Liabilities - Accounting For Leases
A lessor (the leasing company) can account for a lease in three ways:
- Operating lease
- Direct-financing lease
- Sales-type lease
Lease capitalization, which includes the direct-financing lease and the sales-type lease, needs to be recognized when a lease meets any one of the four criteria specified for capitalization of leases and both of the following revenues-recognition criteria:
- Collection of the monthly lease payments is reasonably predictable.
- Lessor's performance is substantially complete, or future costs are reasonably predictable.

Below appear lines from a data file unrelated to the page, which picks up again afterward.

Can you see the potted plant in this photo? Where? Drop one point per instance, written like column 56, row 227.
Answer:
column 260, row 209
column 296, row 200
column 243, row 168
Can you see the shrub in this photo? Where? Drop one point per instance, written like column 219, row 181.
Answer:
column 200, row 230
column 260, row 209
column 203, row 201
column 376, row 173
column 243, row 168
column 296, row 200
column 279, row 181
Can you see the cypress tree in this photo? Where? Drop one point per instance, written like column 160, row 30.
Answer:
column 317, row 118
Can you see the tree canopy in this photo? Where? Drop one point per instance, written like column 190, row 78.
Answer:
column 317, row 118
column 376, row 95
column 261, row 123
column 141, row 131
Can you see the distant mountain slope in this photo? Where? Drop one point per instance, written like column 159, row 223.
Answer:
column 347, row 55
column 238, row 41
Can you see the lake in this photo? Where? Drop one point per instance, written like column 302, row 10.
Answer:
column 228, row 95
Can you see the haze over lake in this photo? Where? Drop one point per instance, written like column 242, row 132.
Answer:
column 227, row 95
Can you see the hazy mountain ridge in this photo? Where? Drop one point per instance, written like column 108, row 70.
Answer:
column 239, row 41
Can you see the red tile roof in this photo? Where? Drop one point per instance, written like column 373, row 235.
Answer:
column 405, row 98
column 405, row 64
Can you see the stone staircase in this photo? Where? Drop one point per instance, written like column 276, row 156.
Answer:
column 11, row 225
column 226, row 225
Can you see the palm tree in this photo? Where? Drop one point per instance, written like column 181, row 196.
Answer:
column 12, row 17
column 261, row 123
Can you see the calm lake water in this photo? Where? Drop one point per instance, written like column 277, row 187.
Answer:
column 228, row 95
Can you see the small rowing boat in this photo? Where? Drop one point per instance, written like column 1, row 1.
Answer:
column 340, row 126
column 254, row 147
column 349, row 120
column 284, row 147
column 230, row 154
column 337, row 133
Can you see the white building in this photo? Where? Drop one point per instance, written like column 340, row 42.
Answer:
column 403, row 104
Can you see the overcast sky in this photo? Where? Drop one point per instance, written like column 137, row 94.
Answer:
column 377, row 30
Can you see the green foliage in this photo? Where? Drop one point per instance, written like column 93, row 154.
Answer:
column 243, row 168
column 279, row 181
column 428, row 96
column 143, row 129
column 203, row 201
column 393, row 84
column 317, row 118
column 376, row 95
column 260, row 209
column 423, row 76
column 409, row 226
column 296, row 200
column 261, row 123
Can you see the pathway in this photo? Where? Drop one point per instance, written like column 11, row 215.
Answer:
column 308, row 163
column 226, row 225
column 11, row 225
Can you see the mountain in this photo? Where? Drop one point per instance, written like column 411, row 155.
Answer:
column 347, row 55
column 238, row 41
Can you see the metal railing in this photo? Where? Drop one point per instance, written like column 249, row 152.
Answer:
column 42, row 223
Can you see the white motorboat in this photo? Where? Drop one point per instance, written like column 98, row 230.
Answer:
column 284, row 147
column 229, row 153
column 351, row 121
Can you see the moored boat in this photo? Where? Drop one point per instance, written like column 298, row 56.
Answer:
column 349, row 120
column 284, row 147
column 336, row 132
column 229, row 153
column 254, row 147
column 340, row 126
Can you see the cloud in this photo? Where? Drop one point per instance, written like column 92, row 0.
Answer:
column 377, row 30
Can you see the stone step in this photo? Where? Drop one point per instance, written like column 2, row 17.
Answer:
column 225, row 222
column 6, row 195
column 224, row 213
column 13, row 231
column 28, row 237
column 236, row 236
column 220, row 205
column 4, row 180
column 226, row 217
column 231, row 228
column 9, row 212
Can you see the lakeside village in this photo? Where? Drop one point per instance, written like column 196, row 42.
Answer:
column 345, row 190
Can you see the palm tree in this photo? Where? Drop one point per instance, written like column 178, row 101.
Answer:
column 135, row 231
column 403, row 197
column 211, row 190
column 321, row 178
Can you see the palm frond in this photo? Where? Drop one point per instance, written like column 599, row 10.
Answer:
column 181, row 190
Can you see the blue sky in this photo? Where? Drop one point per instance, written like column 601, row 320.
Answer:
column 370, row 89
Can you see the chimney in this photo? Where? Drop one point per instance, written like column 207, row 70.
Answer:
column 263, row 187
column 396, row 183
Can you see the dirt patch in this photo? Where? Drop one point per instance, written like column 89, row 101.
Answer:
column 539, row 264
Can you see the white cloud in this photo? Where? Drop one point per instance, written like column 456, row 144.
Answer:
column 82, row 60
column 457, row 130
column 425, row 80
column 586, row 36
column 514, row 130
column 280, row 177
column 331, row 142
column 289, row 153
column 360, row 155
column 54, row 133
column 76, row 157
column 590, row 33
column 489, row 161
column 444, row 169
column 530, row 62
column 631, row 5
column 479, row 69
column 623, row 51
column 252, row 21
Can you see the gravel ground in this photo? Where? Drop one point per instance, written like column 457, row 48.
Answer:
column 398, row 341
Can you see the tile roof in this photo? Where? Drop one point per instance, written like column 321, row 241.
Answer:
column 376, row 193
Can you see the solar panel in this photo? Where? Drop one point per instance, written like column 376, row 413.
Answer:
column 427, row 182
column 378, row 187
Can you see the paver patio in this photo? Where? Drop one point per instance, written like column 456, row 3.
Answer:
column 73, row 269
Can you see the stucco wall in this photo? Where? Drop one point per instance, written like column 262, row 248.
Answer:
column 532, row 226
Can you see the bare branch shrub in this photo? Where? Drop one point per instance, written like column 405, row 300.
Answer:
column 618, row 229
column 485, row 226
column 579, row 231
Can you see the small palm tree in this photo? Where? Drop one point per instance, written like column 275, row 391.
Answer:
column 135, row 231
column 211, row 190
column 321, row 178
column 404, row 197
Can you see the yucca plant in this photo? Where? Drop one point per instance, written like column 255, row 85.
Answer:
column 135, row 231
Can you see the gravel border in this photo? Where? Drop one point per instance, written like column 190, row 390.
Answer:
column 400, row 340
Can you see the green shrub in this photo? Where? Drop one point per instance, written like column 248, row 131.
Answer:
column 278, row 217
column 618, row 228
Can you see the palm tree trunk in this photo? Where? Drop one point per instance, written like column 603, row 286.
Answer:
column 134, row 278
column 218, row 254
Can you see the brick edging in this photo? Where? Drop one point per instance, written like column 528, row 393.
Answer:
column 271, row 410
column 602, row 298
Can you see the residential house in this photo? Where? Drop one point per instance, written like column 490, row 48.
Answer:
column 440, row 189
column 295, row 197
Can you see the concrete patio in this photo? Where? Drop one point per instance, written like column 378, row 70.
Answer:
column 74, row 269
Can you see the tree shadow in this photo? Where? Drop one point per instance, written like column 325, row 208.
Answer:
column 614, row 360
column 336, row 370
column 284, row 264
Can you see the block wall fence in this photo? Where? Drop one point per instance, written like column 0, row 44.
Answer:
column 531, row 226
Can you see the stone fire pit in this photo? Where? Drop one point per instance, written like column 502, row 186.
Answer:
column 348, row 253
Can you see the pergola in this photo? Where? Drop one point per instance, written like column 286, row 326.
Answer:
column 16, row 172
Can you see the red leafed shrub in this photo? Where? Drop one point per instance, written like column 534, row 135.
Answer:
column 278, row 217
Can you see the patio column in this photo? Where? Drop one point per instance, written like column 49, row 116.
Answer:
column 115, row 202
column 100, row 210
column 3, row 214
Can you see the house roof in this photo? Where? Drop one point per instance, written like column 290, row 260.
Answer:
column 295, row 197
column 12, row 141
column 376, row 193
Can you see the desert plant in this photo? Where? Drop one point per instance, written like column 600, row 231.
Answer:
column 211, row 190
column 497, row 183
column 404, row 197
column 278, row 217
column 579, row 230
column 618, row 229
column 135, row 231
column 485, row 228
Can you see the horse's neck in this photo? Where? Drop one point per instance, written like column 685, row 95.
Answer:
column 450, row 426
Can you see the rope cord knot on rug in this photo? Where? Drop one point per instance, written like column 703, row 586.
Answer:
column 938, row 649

If the lease is accounted for as a capital lease, the lessor must determine if it classifies as a direct-finance lease or as a sales-type lease. To classify as a sales-type lease, the fair value of the asset must be greater than the lessor's book value. If not, it is accounted for as a direct-financing lease.
As its name implies, a direct-financing lease is basically the coupling of a sale and financing transaction. In this case, the lessor removes the leased asset from its books and replaces it with a receivable from the lessee.
The only income recognized by the lessor is the interest received. The implied rate is taken by calculating IRR of the asset; cash inflow is equal to lease payments and cash outflow is equal to the book value of the lease asset.
A sales-type lease is accounted for like a direct-financing lease, except that profit on a sale is recognized upon inception of the lease, in addition to the interest income recognized during the lease term. The gross profit recognized at the inception of the lease is the PV of all lease payments minus the cost of the leased asset.